Whosoever Shall Offend eBook

This eBook from the Gutenberg Project consists of approximately 373 pages of information about Whosoever Shall Offend.

Whosoever Shall Offend eBook

This eBook from the Gutenberg Project consists of approximately 373 pages of information about Whosoever Shall Offend.

Paoluccio and his wife made their way to the outer stairs and to bed, leaving Regina to put out the lights and lock up the kitchen.  She lost no time in doing this, ran up the steps in the dark, hung the key on its nail in the entry, and went to her attic, making a loud noise with her loose slippers, so that the couple might hear her.  She came down again in her stockings almost at once, carrying the slippers and a small bundle containing her belongings.  She made no noise now, though it was almost quite dark, and in another instant she was out on the road to Rome.  It had all been done so quickly that she could still hear the jingling of Mommo’s mule bells in the distance.  She had only a few hundred yards to run, and she was walking at the tail of the cart with one hand resting on Marcello’s knee as he lay there wrapped up in the ragged blanket.

CHAPTER VII

It was clear dawn, and there was confusion at the Porta San Giovanni.  Mommo had wakened, red-eyed and cross as usual, a little while before reaching the gate, and had uttered several strange noises to quicken the pace of his mules.  After that, everything had happened as usual, for a little while; he had stopped inside the walls before the guard-house of the city customs, had nodded to the octroi inspectors, and had got his money ready while the printed receipt was being filled out.  Then the excitement had begun.
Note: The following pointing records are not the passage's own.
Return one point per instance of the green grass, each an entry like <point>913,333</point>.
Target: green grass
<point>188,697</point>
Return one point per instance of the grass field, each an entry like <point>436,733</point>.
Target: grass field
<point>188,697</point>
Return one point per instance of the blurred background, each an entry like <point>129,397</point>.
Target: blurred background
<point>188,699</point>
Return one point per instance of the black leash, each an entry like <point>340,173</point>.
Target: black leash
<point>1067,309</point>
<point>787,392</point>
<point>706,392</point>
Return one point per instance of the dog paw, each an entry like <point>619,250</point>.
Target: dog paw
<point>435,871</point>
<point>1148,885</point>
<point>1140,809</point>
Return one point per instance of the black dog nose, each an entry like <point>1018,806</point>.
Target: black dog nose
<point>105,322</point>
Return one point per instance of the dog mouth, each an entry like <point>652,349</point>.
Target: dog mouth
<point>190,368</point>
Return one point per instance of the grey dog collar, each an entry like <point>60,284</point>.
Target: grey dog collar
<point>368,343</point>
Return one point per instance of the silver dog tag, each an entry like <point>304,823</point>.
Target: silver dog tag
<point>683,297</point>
“You have a passenger,” said one, and Mommo stared at him, not understanding.

“You have a dead man on behind!” yelled a small boy, standing at safe distance.

Mommo began to swear, but one of the inspectors stopped him.

“Get down,” said the man.  “The carabineers are coming.”

Mommo finished his swearing internally, but with increased fervour.  The small boy was joined by others, and they began to jeer in chorus, and perform war-dances.

“There is a tax on dead men!” they screamed.  “You must pay!”

“May you all be butchered!” shouted Mommo, in a voice of thunder.  “May your insides be fried!”

“Brute beast, without education!” hooted the biggest boy, contemptuously.

“I’ll give you the education, and the instruction too,” retorted the carter, making at them with his long whip.

They scattered in all directions, like a flock of cawing jackdaws that fly a little way in tremendous haste, and then settle again at a distance and caw louder than before.

“Animal!” they yelled.  “Animal!  Animal and beast!”

By this time a crowd had collected round the cart, and two carabineers had come up to see what was the matter, quiet, sensible men in extraordinary cocked hats and well-fitting swallow-tailed uniforms of the fashion of 1810.  The carabineers are quite the finest corps in the Italian service, and there are a good many valid reasons why their antiquated dress should not be changed.  Their presence means law and order without unnecessary violence.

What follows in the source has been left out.